Unlike a political argument with your uncle or classmate in 2012, these 100 million in 2016 will never get the chance to convince you of their humanity. The tribes barely intersect as it, and now Trump supporters see that nothing comes from interacting liberals except derision and harassment. 100 million people now hate and fear the blue tribe. And what really sucks, most of them will also hate and fear people like me and Scott Aaronson, even though we write blogs in defense of Trump defenders’ right to defend him.

Scott and I are educated coastal Jewish liberals. Trump supporters don’t read our blogs, but they can tell we’re from the tribe of their enemies. And I really don’t want to live in a country with 100 million who see me that way. So that’s why I defend Scott Adams’ right to be an idiot online. Because those who attack him drown out the voices of reason and tolerance, the voices of actual liberalism. I’m a liberal, and I can’t stomach that.


11 thoughts on “Year 1 Redux – Trump

  1. When you say “..until someone shares it with FiveThirtyEight’s Leah Libresco who will politely explain why I’m an idiot” – was that meant to link to where Leah disagreed with you? Or did that happen in person? Or you just didn’t feel like linking to it? Just because you’d asked for feedback on writing style, this was a section that confused me – I wasn’t sure what you were aiming for.

    As for the body of the post – really enjoyed it. I’m loving the more frequent posts during birthday week.


    1. It doesn’t seem ambiguous to me; it hasn’t happened yet, he’s predicting he will be proven wrong. One piece of context you might be missing is the “LessWrong diaspora”; both our host and Leah Libresco are part of a loose internet community, have some familiarity with each other, so it’s not particularly weird to predict that that particular writer will give the response correcting what he wrote.

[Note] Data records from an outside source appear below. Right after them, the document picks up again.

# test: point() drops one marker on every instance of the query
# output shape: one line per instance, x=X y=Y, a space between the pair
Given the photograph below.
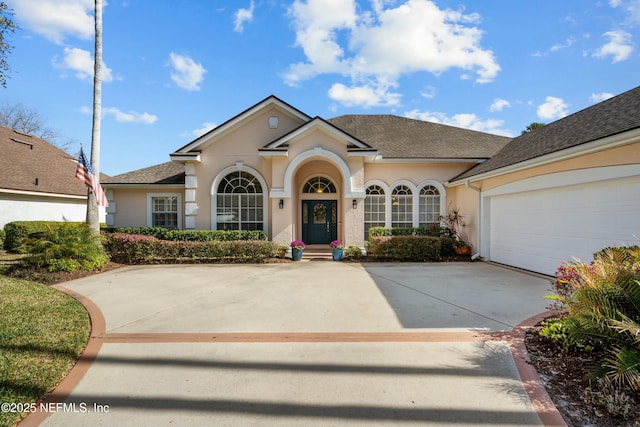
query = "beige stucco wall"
x=468 y=199
x=626 y=155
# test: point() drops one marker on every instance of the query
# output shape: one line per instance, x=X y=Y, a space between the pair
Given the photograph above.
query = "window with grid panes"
x=164 y=211
x=401 y=207
x=429 y=206
x=374 y=209
x=239 y=203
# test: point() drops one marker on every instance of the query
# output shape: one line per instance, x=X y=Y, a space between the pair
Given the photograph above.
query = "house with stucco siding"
x=37 y=181
x=274 y=168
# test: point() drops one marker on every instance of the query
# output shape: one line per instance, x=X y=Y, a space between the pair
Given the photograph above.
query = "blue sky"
x=174 y=69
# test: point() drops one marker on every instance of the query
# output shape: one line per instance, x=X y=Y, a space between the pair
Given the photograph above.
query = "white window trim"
x=239 y=166
x=443 y=196
x=150 y=207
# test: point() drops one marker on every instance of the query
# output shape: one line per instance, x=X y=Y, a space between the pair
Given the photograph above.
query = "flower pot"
x=296 y=254
x=462 y=250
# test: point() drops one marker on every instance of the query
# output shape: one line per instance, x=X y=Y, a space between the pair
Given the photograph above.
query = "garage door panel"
x=536 y=230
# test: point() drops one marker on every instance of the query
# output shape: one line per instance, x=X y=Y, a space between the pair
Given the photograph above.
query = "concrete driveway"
x=312 y=343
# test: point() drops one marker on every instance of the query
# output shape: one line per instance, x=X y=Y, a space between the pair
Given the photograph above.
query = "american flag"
x=84 y=173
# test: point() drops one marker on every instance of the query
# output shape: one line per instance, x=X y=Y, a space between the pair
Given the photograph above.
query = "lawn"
x=42 y=333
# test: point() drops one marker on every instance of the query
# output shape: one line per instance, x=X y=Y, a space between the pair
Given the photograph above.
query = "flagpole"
x=93 y=212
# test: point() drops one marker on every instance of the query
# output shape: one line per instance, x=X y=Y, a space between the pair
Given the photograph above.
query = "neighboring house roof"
x=31 y=164
x=402 y=138
x=165 y=173
x=608 y=118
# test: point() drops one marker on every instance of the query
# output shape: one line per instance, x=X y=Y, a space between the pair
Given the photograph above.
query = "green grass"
x=42 y=333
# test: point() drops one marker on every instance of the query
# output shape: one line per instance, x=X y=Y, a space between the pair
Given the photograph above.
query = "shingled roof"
x=29 y=163
x=164 y=173
x=611 y=117
x=399 y=137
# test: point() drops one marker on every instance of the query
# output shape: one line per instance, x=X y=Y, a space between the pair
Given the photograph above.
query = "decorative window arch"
x=375 y=211
x=402 y=206
x=319 y=185
x=239 y=202
x=429 y=205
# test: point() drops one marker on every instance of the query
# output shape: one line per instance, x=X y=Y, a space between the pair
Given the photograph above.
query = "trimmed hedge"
x=191 y=235
x=406 y=248
x=139 y=249
x=17 y=231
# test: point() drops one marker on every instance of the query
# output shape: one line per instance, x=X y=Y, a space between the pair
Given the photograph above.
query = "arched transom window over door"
x=429 y=206
x=401 y=207
x=374 y=209
x=319 y=185
x=239 y=203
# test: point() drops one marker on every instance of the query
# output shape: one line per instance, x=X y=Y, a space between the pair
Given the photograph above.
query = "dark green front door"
x=319 y=221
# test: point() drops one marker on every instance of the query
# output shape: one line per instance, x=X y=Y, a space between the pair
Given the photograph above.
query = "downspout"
x=467 y=184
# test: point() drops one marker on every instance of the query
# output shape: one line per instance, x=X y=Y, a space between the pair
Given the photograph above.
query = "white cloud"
x=599 y=97
x=499 y=105
x=363 y=96
x=241 y=16
x=81 y=63
x=55 y=19
x=206 y=127
x=552 y=109
x=379 y=46
x=130 y=117
x=620 y=46
x=187 y=73
x=464 y=120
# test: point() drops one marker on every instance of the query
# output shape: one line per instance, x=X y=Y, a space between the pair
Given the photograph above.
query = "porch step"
x=317 y=253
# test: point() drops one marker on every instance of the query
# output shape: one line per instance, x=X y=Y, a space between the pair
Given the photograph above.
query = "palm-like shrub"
x=66 y=247
x=603 y=308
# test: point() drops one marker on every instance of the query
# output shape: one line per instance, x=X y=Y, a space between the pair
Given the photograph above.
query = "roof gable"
x=402 y=138
x=614 y=116
x=29 y=163
x=313 y=124
x=200 y=142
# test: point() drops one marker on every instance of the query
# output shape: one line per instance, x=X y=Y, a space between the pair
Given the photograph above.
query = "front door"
x=319 y=221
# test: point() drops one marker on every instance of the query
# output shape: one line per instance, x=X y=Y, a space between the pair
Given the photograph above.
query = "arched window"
x=374 y=209
x=319 y=185
x=429 y=206
x=401 y=207
x=239 y=202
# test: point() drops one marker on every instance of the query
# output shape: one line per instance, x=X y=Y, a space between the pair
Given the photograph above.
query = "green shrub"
x=191 y=235
x=603 y=307
x=65 y=247
x=138 y=249
x=406 y=248
x=353 y=252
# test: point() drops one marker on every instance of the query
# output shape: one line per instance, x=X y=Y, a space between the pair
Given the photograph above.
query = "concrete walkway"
x=305 y=344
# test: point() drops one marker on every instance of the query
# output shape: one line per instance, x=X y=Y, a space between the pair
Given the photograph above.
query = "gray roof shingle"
x=164 y=173
x=401 y=137
x=29 y=163
x=613 y=116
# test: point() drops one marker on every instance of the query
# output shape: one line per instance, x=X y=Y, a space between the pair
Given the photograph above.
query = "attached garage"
x=536 y=223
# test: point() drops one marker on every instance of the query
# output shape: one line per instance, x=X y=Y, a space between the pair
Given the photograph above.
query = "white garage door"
x=537 y=229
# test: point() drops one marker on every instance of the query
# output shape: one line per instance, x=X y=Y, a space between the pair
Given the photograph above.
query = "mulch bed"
x=564 y=375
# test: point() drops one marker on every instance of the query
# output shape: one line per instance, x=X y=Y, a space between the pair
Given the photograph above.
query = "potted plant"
x=337 y=250
x=297 y=246
x=282 y=251
x=454 y=221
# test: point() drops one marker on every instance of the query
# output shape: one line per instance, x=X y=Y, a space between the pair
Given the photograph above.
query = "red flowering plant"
x=297 y=244
x=336 y=244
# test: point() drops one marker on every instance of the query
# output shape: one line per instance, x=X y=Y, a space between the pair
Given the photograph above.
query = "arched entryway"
x=319 y=211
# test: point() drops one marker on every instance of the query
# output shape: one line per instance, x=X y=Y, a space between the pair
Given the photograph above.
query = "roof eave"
x=609 y=142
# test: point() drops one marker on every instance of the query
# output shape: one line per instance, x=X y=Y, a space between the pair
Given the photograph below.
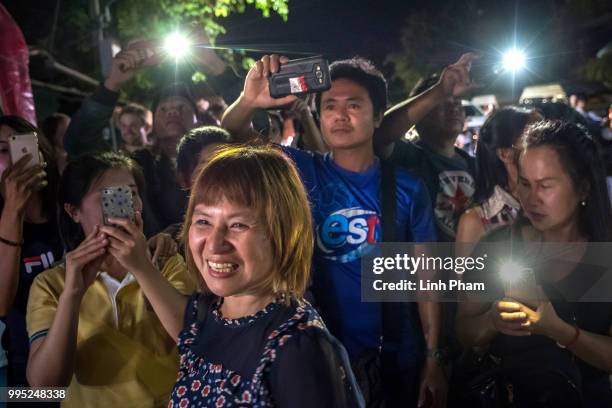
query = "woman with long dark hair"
x=553 y=349
x=496 y=186
x=90 y=327
x=29 y=241
x=248 y=337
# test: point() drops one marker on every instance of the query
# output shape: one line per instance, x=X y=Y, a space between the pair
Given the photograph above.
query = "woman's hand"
x=162 y=246
x=83 y=263
x=544 y=319
x=510 y=318
x=19 y=183
x=128 y=246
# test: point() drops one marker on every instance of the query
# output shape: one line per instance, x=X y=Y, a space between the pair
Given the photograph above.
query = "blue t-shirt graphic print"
x=346 y=209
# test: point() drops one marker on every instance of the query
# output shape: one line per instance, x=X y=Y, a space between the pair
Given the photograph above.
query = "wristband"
x=573 y=340
x=438 y=355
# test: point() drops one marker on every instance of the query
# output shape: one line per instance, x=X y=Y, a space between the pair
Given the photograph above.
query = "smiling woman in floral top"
x=248 y=338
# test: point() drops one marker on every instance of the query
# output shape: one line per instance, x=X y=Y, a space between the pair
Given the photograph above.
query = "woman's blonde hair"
x=264 y=179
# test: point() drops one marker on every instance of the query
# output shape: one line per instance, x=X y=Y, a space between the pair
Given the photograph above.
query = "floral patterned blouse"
x=282 y=356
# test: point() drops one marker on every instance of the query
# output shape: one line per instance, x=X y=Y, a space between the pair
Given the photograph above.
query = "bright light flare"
x=514 y=60
x=511 y=272
x=177 y=45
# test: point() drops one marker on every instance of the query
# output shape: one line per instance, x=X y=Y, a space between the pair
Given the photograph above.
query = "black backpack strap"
x=388 y=201
x=390 y=311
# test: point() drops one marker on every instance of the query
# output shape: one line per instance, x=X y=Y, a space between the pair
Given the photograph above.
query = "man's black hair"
x=364 y=73
x=190 y=146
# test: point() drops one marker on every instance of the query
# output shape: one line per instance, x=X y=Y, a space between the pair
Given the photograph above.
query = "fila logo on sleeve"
x=43 y=260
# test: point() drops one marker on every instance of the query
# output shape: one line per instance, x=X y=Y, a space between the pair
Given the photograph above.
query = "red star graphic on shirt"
x=459 y=200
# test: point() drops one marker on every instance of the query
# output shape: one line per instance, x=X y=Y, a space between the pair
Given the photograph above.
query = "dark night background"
x=558 y=36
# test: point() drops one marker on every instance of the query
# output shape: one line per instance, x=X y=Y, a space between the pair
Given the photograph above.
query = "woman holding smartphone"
x=248 y=337
x=555 y=350
x=29 y=241
x=90 y=326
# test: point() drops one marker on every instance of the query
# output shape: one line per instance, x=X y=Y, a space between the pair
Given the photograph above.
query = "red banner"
x=16 y=96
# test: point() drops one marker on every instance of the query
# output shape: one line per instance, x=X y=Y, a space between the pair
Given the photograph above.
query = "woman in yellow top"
x=90 y=325
x=247 y=337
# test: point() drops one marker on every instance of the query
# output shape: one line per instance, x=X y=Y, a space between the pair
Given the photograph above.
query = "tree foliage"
x=557 y=35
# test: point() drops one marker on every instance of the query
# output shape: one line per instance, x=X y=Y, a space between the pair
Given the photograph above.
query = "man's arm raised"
x=255 y=95
x=454 y=81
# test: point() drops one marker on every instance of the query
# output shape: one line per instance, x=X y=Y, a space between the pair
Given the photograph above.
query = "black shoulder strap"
x=204 y=303
x=389 y=311
x=388 y=201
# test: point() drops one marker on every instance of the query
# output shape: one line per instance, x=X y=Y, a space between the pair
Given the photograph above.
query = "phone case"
x=20 y=145
x=301 y=76
x=117 y=202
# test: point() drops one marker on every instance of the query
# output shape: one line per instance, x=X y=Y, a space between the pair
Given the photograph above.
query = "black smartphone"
x=117 y=202
x=300 y=76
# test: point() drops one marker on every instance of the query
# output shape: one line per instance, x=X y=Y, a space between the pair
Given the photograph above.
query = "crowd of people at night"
x=236 y=282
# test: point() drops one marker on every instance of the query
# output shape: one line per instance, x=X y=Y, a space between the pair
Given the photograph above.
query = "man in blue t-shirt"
x=344 y=188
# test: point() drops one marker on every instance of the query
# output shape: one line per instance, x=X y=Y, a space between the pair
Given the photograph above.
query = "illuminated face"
x=133 y=129
x=347 y=115
x=174 y=116
x=230 y=248
x=546 y=191
x=446 y=119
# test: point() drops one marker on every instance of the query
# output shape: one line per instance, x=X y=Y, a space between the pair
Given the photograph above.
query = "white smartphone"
x=20 y=145
x=117 y=202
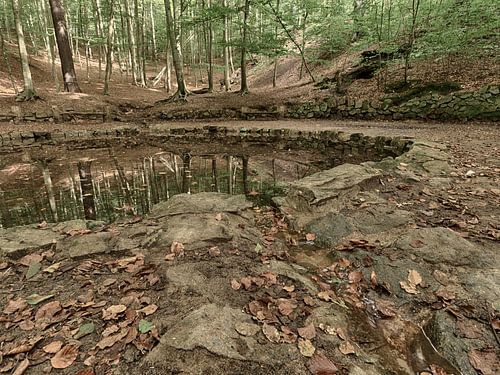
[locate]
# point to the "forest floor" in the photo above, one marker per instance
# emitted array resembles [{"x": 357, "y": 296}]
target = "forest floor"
[{"x": 185, "y": 290}]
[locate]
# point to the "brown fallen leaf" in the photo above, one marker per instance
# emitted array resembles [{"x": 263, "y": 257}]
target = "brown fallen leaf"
[
  {"x": 112, "y": 312},
  {"x": 108, "y": 341},
  {"x": 148, "y": 310},
  {"x": 15, "y": 305},
  {"x": 47, "y": 311},
  {"x": 484, "y": 361},
  {"x": 347, "y": 348},
  {"x": 319, "y": 364},
  {"x": 306, "y": 348},
  {"x": 64, "y": 357},
  {"x": 22, "y": 367},
  {"x": 271, "y": 333},
  {"x": 310, "y": 236},
  {"x": 414, "y": 277},
  {"x": 286, "y": 306},
  {"x": 308, "y": 332},
  {"x": 86, "y": 371},
  {"x": 177, "y": 248},
  {"x": 53, "y": 347},
  {"x": 235, "y": 284}
]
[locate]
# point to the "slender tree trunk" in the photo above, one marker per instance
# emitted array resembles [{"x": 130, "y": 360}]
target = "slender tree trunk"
[
  {"x": 275, "y": 68},
  {"x": 111, "y": 35},
  {"x": 67, "y": 65},
  {"x": 243, "y": 65},
  {"x": 175, "y": 44},
  {"x": 29, "y": 92},
  {"x": 225, "y": 42},
  {"x": 7, "y": 63}
]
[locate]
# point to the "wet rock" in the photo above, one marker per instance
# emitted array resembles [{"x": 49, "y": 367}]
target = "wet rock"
[
  {"x": 85, "y": 245},
  {"x": 333, "y": 183},
  {"x": 380, "y": 219},
  {"x": 201, "y": 203},
  {"x": 204, "y": 219},
  {"x": 330, "y": 229},
  {"x": 213, "y": 327},
  {"x": 441, "y": 245},
  {"x": 19, "y": 241},
  {"x": 442, "y": 333}
]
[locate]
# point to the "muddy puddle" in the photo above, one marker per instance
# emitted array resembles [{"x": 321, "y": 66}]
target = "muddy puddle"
[{"x": 108, "y": 183}]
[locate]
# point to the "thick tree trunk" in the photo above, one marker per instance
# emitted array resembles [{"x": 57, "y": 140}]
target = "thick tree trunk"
[
  {"x": 175, "y": 45},
  {"x": 29, "y": 91},
  {"x": 243, "y": 65},
  {"x": 67, "y": 66}
]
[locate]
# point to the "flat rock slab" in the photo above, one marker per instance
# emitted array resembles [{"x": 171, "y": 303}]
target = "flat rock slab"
[
  {"x": 19, "y": 241},
  {"x": 201, "y": 203},
  {"x": 441, "y": 245},
  {"x": 332, "y": 183},
  {"x": 203, "y": 220},
  {"x": 214, "y": 328},
  {"x": 85, "y": 245}
]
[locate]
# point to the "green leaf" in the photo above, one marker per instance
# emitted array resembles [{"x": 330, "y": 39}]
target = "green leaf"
[
  {"x": 35, "y": 298},
  {"x": 85, "y": 329},
  {"x": 33, "y": 269},
  {"x": 145, "y": 326}
]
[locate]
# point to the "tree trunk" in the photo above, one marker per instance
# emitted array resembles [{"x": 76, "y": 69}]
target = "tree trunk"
[
  {"x": 29, "y": 92},
  {"x": 109, "y": 49},
  {"x": 243, "y": 65},
  {"x": 67, "y": 66},
  {"x": 225, "y": 41},
  {"x": 174, "y": 37}
]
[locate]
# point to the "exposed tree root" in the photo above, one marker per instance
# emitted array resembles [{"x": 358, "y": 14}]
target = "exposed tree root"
[{"x": 26, "y": 96}]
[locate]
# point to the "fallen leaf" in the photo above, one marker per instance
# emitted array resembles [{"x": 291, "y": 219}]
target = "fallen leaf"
[
  {"x": 23, "y": 366},
  {"x": 84, "y": 330},
  {"x": 235, "y": 284},
  {"x": 414, "y": 277},
  {"x": 408, "y": 288},
  {"x": 286, "y": 306},
  {"x": 53, "y": 347},
  {"x": 86, "y": 371},
  {"x": 214, "y": 251},
  {"x": 111, "y": 340},
  {"x": 148, "y": 310},
  {"x": 289, "y": 288},
  {"x": 52, "y": 268},
  {"x": 33, "y": 269},
  {"x": 271, "y": 333},
  {"x": 347, "y": 348},
  {"x": 170, "y": 257},
  {"x": 145, "y": 326},
  {"x": 319, "y": 364},
  {"x": 325, "y": 296},
  {"x": 308, "y": 332},
  {"x": 15, "y": 305},
  {"x": 177, "y": 248},
  {"x": 310, "y": 236},
  {"x": 64, "y": 357},
  {"x": 112, "y": 312},
  {"x": 484, "y": 361},
  {"x": 247, "y": 329},
  {"x": 306, "y": 348},
  {"x": 355, "y": 277},
  {"x": 47, "y": 311},
  {"x": 35, "y": 299}
]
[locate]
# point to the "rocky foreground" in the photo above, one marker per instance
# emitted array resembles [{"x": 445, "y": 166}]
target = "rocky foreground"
[{"x": 357, "y": 271}]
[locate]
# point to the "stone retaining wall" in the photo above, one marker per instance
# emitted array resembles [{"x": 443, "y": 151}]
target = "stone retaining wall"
[{"x": 224, "y": 140}]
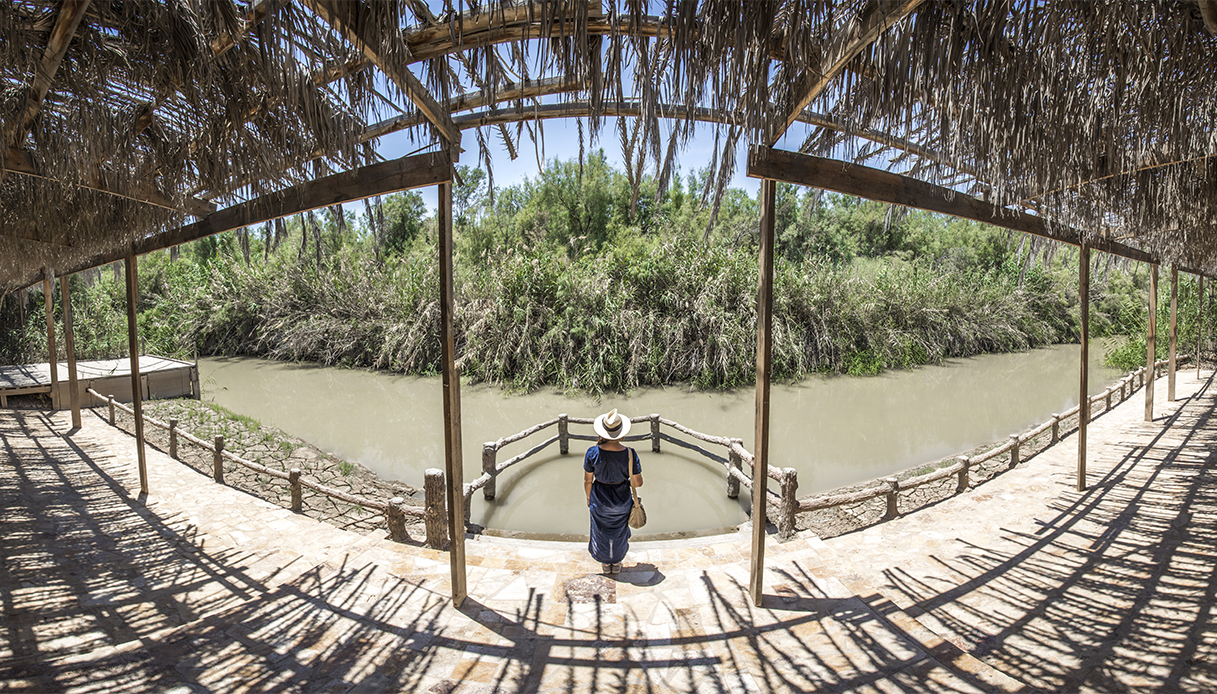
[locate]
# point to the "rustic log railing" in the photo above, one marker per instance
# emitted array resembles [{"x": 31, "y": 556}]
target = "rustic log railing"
[
  {"x": 734, "y": 463},
  {"x": 396, "y": 511},
  {"x": 891, "y": 487}
]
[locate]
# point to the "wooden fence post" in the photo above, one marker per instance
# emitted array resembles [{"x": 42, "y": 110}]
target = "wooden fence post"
[
  {"x": 435, "y": 493},
  {"x": 218, "y": 460},
  {"x": 736, "y": 462},
  {"x": 293, "y": 479},
  {"x": 789, "y": 510},
  {"x": 893, "y": 486},
  {"x": 964, "y": 481},
  {"x": 489, "y": 452},
  {"x": 394, "y": 516}
]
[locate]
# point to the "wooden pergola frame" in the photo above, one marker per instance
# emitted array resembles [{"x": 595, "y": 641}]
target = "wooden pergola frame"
[{"x": 504, "y": 24}]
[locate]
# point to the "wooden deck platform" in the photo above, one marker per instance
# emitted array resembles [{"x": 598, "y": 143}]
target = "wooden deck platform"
[{"x": 161, "y": 378}]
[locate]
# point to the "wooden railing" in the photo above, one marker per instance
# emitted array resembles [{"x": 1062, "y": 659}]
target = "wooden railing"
[
  {"x": 734, "y": 463},
  {"x": 784, "y": 505},
  {"x": 396, "y": 511},
  {"x": 891, "y": 487}
]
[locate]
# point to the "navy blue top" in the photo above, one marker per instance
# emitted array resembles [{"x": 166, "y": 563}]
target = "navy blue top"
[{"x": 610, "y": 466}]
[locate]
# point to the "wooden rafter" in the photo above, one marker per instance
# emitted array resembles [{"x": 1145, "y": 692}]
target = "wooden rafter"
[
  {"x": 858, "y": 33},
  {"x": 404, "y": 173},
  {"x": 343, "y": 16},
  {"x": 18, "y": 161},
  {"x": 71, "y": 14},
  {"x": 886, "y": 186}
]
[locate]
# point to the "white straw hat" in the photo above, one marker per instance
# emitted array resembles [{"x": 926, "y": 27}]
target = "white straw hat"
[{"x": 611, "y": 425}]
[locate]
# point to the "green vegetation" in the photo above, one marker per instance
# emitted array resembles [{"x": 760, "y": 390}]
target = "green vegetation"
[{"x": 572, "y": 280}]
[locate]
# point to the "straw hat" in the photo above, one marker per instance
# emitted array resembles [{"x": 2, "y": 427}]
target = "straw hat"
[{"x": 612, "y": 425}]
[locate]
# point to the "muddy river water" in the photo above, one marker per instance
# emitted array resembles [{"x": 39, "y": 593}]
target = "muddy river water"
[{"x": 835, "y": 431}]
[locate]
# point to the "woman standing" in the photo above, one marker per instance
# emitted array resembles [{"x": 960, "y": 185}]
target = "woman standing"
[{"x": 609, "y": 469}]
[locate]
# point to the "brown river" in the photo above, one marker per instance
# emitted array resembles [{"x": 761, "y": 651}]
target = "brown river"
[{"x": 835, "y": 431}]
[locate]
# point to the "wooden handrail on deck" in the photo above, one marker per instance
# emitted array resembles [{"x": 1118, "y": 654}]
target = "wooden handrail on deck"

      1. Yep, that’s what I meant. I apologize for confusing people with an “insider” reference, but I was really hoping to get feedback on that piece from Leah. She’s the only person I know at the intersection of 538 and the rationalist community, and someone whose writing and opinions I really respect.


    1. Like I wrote, this year the premises have changed so my advice has changed:
      1) If you live in a high voter power index state, pinch your nose vote for Hillary.
      2) If you live in a certain-outcome state, vote for whomever 90% of your friends vote so they’ll like you (Trump or Hillary, doesn’t matter), or trade votes (vote for Johnson to get him above 5% in exchange for a swing stater voting Hillary, there are many places that coordinate this).
      3) Regardless of voting, fight against the promotion of political intolerance among your friends.

      As for me, I am legally barred from voting in this country despite being a resident taxpayer with no criminal record. I always follow my own advice :)


  2. The main cause of polarization is most likely economical: globalization and knowledge economy benefit one half and harms another. To devise a compromise strategy, the nation needs a unifying factor, which realistically can only be a common enemy or challenge. Then again one tribe finds the enemy (Islamic terrorism) while another tribe finds the challenge (global warming). Both seems like minor nuisances however, as far as America is concerned. Somebody who can formulate the new enemy/challenge, which can at least partially appeal to people from both tribes will make a great service to the country and to the free world it used to lead.